Pytkan and Kramer were dead; Kramer probably had been shot from a distance--the bullet was in his head. There were no more than two men killed, I know it; so you may feel sure, when you hear that all were killed in the house that it is a lie. Somebody must have been burning things in the stove long before--maybe in the daytime or the early evening; the stove was almost cold,--the Reds got something out of it, I did not see what it was. When I understood that the whole family had been taken away, dead or alive, or had somehow disappeared, and that there was nothing for us to do, I took Philip and we rushed back to Syvorotka. The trucks and the chauffeurs were all gone. In the garage we found Syvorotka tied with a rope and shot in the spine, and bleeding from scratches and other wounds. From the appearance of the garage we understood that there had been a struggle, but he could not speak comprehensively; all we got from him were moanings, separate phrases and words like "treason," "run away," "leave me die here,"

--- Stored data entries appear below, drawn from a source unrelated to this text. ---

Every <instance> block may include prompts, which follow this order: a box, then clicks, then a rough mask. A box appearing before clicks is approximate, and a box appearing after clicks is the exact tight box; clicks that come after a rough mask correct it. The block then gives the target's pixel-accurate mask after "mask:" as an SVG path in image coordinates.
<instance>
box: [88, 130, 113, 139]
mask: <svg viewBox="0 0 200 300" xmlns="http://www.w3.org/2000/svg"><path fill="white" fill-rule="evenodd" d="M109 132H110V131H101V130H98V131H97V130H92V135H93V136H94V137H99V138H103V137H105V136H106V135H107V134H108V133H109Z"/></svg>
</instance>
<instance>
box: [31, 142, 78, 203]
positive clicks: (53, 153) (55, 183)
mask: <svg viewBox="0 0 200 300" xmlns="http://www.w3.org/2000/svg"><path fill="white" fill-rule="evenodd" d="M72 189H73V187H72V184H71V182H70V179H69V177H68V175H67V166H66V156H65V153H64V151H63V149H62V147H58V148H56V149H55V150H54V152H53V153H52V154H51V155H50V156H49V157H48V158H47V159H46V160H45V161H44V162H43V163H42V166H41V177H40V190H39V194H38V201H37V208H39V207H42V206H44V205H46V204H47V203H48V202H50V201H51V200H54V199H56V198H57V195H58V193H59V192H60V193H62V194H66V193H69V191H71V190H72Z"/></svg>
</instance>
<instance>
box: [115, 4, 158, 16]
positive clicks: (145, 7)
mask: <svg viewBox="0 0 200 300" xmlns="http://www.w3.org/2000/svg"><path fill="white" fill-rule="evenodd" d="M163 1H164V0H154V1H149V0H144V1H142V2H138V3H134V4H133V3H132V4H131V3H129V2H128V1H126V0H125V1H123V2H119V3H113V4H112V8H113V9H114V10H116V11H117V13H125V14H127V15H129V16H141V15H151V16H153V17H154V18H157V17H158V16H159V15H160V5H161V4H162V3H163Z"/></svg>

etc., etc.,--he was decidedly raving and very weak. We helped him as best we could and came back to the city at about five in the morning and Philip went to Nachman's. They both reported that shortly after two o'clock, three of the trucks passed on the highway to Sysertsky Works. Some people were in them, and the Nachmans thought it was our affair, for the rumors had already reached them that the family had disappeared or had been executed. This Sysertsky direction is more or less correct for I know from Syvorotka that supplies were lately being sent continuously with him to Tubiuk. This way also went Syvorotka's woman.

S-y and all the rest left,--some people say in the evening, some early in the morning of the 17th.

Maybe something could be told by Syvorotka if he ever survives his wounds, and if the Reds do not find him and finish him before they leave, for he is under suspicion. He still is unconscious, and has fever. All Philip and I know is that either all our organization has failed to succeed, or we were all betrayed and sold, or that you intentionally detracted our attention from the truth.

This letter will be given to you by Mrs. Nachman who is going tonight to Ufa. As soon as the Reds leave Ekaterinburg we will both follow,--we are hiding now,--and will report on the facts that we witnessed and the rumors we heard."